In the case of rooms which are by nature dark, where the diffusion of light is poor, something may be done by the use of prismatic glass, although its makers no longer claim for it the tremendous power it was thought to have when first discovered. One of the most interesting uses of prism glass may be seen in the Fogg Art Museum at Cambridge, Mass. There it is used as a supplement to the glass in the ceiling placed at an angle to it and diffusing the light in certain sections of the room. The problem there was that the light was too great in the front of the room and too little in the back. The diffusing glass placed at an angle has corrected this, so that now the light is evenly distributed throughout.
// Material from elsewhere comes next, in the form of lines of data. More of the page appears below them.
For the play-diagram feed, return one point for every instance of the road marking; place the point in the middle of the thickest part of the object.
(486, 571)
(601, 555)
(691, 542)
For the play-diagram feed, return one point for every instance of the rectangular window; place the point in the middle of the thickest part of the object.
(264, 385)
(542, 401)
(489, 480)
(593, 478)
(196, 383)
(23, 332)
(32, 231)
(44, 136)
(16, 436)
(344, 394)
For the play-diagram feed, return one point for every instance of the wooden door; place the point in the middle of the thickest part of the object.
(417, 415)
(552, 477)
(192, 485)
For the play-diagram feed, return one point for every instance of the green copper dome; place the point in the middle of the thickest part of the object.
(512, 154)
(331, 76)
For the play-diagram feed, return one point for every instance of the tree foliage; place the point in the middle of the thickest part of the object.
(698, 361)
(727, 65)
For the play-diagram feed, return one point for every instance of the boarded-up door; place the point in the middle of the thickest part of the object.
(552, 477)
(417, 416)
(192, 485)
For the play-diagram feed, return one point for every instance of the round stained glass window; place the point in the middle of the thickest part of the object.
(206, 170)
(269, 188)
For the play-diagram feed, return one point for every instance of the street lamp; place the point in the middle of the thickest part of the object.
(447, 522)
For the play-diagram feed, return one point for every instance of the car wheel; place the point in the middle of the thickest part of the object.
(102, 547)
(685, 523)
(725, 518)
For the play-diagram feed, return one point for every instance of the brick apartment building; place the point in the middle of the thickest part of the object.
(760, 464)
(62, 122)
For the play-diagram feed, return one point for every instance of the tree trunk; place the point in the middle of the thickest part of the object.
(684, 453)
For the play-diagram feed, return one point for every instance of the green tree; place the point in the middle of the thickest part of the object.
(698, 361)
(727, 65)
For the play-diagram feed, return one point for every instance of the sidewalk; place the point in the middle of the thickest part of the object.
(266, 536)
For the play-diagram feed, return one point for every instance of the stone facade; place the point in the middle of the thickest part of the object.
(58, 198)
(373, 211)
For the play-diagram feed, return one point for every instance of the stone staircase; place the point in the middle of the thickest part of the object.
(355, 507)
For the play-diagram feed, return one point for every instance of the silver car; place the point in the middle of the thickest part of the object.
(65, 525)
Intensity of light is one of the most difficult things to gauge with the naked eye and a prism glass will invariably give the effect of darkening the room when used in side-light windows, from the fact that the observer cannot look through it. It has been claimed that the intensity of the light admitted through prism glass is the same as that admitted through ordinary glass, but the diffusion is much greater. Thus, a room opening on a small court or a side street, where the only good light is in the immediate vicinity of the window, can be made usable by supplying a glass which will deflect downward rays and turn them into the room.